ジュリエッタにとっては初めてのイタリア。
初めての海外旅行。
飛行機の中では マルコと花札をしながら過ごしました。
添乗員さんに「花札ですか?」と親しげに声を掛けてもらったのを覚えています。
飛行機の中で花札をする人はあまりいないのでしょう。
イタリアでは、父マルコが案内役です。
いろんな場所に連れて行ってくれました。
ツアーにも少し参加しました。
イタリアの鉄道を利用するときにも
マルコが全て手配してくれていました。
ご存知ですか。イタリアの鉄道で働いている男性は
薄いブルーのシャツにグレーのパンツを履いています。
夏限定の制服のようなものだと思いますが。
イタリアが好きで好きで、イタリア語を勉強していて、
とにかくイタリア語を話して現地のイタリア人と交流したいマルコ。
一体、どんな手段に出たと思いますか。
薄いブルーのシャツとグレーのパンツを履いてきたのです。
最初は、なんで鉄道員さんと似たような服装をしてきたのか13歳のジュリエッタにはわかりませんでした。
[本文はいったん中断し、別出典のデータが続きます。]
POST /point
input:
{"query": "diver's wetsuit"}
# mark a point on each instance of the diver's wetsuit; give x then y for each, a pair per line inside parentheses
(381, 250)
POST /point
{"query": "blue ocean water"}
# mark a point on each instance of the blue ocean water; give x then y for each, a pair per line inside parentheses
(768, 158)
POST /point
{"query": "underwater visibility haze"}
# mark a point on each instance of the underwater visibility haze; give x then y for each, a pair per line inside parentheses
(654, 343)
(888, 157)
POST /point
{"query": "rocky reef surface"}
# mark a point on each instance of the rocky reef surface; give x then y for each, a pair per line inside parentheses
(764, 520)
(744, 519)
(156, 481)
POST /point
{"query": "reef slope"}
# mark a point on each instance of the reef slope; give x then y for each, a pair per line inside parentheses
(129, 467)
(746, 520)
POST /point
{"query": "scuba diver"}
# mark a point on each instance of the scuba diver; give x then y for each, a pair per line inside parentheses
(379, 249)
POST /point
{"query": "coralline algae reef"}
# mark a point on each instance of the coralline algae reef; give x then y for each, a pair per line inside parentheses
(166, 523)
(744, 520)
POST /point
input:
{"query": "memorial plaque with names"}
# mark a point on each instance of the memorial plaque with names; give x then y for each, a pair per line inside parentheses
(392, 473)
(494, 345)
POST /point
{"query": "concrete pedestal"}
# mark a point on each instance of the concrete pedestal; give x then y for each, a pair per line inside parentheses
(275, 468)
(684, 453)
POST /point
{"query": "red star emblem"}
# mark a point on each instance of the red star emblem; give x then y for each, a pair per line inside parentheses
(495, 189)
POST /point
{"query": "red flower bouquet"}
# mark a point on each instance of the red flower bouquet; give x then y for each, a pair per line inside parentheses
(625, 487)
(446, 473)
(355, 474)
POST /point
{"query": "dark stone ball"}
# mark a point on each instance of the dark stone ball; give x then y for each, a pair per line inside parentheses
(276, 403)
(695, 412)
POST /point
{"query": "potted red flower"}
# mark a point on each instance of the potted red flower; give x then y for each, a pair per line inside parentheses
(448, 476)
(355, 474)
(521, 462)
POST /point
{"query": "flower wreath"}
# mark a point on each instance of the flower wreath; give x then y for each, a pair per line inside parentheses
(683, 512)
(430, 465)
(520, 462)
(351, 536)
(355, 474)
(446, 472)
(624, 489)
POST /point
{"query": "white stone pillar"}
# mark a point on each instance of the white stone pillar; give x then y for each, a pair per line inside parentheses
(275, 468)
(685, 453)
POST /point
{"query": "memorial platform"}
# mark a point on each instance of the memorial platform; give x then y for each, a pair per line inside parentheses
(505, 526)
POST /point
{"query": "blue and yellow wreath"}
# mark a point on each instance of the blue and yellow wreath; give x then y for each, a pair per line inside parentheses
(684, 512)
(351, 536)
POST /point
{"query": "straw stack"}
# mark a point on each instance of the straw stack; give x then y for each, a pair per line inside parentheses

ところが、父マルコのところにイタリアの方々が話しかけてきたのです。
鉄道員と間違えて、質問をしに来たのです。
マルコは嬉しそうにイタリア語で応えていました。
計画通りだったのでしょう。
ああ、そういうことか、とジュリエッタは悟りました。
しかし、順風満帆かと思えた計画に、予想外の事が起こりました。
警備員に、職務質問されてしまいました。
マルコはちょっとびっくりした顔をしていましたが、
「服装が似ているのは、たまたまです。」と
イタリア語で流暢に答え、無事に難を逃れる事ができました。
あの時のマルコのちょっとびっくりした顔は
なぜだか今でも鮮明に覚えています。
イタリア語を話せるようになることに対して貪欲なマルコ。
その貪欲さがマルコの魅力でもあります。
イタリア語を勉強しつつ、ほとんど全ての映画を鑑賞し、
歴史や文学の本を嗜み、たまには漫画も読んで、
クラシックや様々なジャンルの音楽に親しみ、
そして仕事をする。
一体、マルコの1日は何時間あったのでしょうか。
24時間では無理でしょう。
1日を40時間分ぐらい充実させていたのですね。
その貪欲さ、受け継ぎたかったなー。